Do you think that treating the whole patient rather than just the cancer can improve their outcome?
Dr Gerhardt Attard, Institute of Cancer Research, London:
It's definitely important to treat not just the cancer but the whole patient. And we've become increasingly appreciative of this, especially in prostate cancer where we use hormone therapy, which has other side effects. And we increasingly will tailor the type of hormone treatment, and the level of androgen suppression we aim to achieve to the patient's other conditions, age, and preference. And this has been happening for many decades; for example we've used anti-androgens in patients who preferred not to use castration in certain settings of the disease. So this has always been a factor that's been considered, but as we improve our ability to identify the more aggressive cancers versus the less aggressive ones, and as we improve our personalisation of treatment, we will be in a better position to select treatment for a specific cancer in a specific patient, and minimise the side effects and risks of other conditions.

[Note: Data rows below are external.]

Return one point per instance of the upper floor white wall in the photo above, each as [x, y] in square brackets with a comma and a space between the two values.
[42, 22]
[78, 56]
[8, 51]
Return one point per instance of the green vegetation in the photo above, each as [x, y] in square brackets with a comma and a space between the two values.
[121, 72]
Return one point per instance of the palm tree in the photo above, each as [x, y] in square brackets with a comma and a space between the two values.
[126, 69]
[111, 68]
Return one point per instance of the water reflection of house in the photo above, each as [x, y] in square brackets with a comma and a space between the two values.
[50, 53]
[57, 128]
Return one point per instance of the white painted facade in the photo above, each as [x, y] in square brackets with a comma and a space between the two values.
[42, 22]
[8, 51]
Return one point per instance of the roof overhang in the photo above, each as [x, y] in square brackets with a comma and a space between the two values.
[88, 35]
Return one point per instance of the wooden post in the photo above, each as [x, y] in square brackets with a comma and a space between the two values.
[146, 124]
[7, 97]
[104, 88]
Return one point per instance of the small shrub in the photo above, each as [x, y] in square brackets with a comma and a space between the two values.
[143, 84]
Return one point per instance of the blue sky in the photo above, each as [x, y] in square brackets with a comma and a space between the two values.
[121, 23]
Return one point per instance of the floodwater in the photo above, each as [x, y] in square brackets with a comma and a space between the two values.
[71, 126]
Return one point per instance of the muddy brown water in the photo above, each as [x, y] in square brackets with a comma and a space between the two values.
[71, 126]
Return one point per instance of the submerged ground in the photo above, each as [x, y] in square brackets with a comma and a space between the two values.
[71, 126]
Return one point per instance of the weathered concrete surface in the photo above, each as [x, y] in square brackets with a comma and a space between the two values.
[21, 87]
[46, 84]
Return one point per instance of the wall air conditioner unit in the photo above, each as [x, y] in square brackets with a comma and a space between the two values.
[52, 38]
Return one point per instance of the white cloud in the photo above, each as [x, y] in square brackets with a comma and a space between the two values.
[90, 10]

Professor Malcolm Mason, Cardiff University:
I would like to think that there is a shift towards a more holistic approach to patient care – that is one which looks at the whole patient. I think it's coming, especially for patients with very early disease with the whole question of whether they're going to have treatment at all, or whether they'll be managed by active surveillance. Then, if they're going to have treatment, what treatment? That's a very, complicated discussion, and it really does involve not only the patient, but their family too. It depends on all the other factors, for example any other illnesses they may have, what they expect from a treatment and how they feel about the possible side effects of treatment.
There's been a little bit of work in trying to make some sort of decision analysis tools for patients, and I've seen some research that's looked at that. I think it's promising, but it's quite complicated and hasn't really been taken up. Perhaps we need to look at that again and try and develop those sorts of things, because there's definitely potential there.
And of course, when it comes to advanced disease, and the question about whether and when we're going to use treatments - sometimes with quite major side effects and disadvantages - that's where we really do need to think about the whole patient, and again, just what they want. And it's got to be very much a joint decision, between, the patient, the doctor and their family.